TSA has said repeatedly during the shutdown that wait times are under control, with 99.9 percent of passengers screened within 30 minutes, but that conditions are poised to worsen. (Bloomberg/File)
Travelers may see longer wait times at US security checkpoints -- particularly at New York area airports and major hubs like Chicago -- due to fewer TSA agents reporting for work as the government shutdown stretches into its 30th day.
Unscheduled absences for TSA employees climbed to 8 percent on Saturday versus 3 percent a year ago, with some workers citing a lack of funds as a reason they can’t show up, TSA said in a statement. Though the workers are furloughed because of the shutdown, they’re still required to work without pay.

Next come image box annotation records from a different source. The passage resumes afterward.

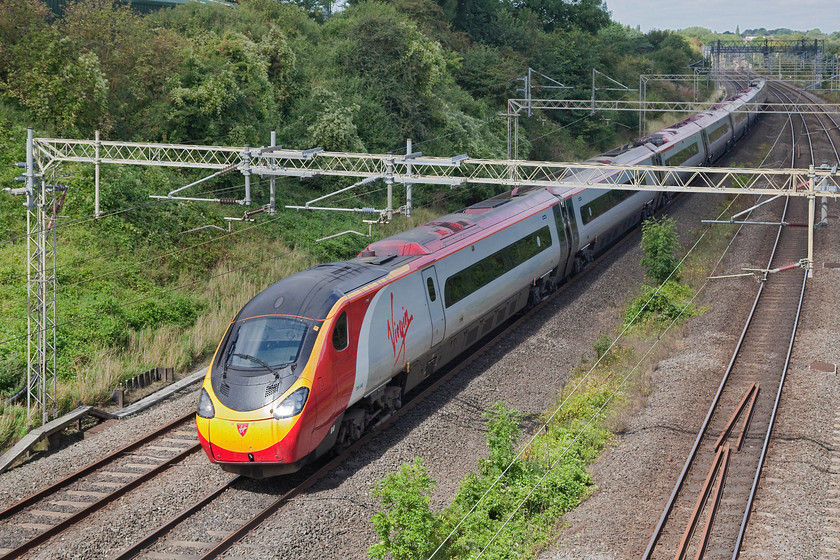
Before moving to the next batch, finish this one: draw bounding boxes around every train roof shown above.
[359,189,557,259]
[234,261,388,321]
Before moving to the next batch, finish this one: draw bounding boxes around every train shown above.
[196,77,766,478]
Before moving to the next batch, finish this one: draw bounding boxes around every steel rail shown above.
[732,76,838,560]
[732,274,808,560]
[0,406,195,521]
[642,80,794,560]
[109,228,632,560]
[2,443,201,560]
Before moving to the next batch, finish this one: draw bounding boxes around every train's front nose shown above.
[196,386,316,478]
[196,316,311,478]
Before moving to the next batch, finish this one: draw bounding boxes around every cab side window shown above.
[426,278,437,301]
[333,312,350,350]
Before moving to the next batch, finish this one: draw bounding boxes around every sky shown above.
[605,0,840,33]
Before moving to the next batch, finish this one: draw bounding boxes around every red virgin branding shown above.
[388,292,414,365]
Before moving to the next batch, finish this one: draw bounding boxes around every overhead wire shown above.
[429,89,796,560]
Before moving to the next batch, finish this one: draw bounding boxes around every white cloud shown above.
[606,0,840,33]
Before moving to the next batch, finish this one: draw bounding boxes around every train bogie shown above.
[196,77,763,477]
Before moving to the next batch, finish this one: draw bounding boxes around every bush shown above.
[624,280,697,325]
[368,457,438,560]
[642,217,680,284]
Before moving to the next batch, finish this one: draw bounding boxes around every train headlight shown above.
[196,387,216,418]
[271,387,309,420]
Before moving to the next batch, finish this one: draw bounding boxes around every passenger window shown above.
[333,312,350,350]
[426,278,437,301]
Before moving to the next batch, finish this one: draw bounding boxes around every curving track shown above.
[642,80,837,560]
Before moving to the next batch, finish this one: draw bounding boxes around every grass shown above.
[0,199,439,449]
[369,187,760,559]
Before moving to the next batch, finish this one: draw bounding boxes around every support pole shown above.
[806,164,817,278]
[268,130,277,216]
[242,146,251,206]
[93,130,102,218]
[405,138,413,218]
[385,155,394,221]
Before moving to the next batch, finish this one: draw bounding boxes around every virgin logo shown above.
[388,292,414,365]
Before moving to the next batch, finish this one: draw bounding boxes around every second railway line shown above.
[3,79,836,557]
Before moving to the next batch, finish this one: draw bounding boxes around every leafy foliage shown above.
[368,457,437,560]
[641,217,680,284]
[368,396,612,559]
[624,280,697,325]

TSA has said repeatedly during the shutdown that wait times are under control, with 99.9 percent of passengers screened within 30 minutes, but that conditions are poised to worsen.

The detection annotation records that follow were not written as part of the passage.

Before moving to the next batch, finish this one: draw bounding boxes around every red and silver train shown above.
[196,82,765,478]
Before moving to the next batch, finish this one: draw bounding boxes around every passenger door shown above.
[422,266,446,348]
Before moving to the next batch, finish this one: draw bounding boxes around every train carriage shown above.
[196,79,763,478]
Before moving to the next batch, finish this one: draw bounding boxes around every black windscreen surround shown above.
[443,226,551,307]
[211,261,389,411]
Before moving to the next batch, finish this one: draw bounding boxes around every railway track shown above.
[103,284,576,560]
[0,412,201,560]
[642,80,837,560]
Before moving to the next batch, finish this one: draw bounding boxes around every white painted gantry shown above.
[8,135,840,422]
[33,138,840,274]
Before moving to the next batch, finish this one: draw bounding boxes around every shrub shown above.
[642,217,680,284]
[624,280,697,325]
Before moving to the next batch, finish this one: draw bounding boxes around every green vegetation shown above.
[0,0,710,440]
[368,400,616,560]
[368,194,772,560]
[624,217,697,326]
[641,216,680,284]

“This is uncharted territory, and with increased callouts citing financial hardship, this could have a compounding effect and force contingency plans at airports nationwide,” TSA spokesman Michael Bilello said in a text message. “The first month of pay is especially critical as rent and mortgage payments come due.”
Working without compensation is especially devastating for the thousands of federal employees who live paycheck-to-paycheck.
Although TSA has fully deployed its security force and is substantially increasing its size, “capability is still limited and will ultimately lead to increased lane closures in order to maintain security and effectiveness,” Bilello said. “We will not compromise security standards.”
The agency said earlier it anticipates clearing more than 8 million people in the four days of the Martin Luther King Jr. holiday weekend, an increase of nearly 11 percent over last year.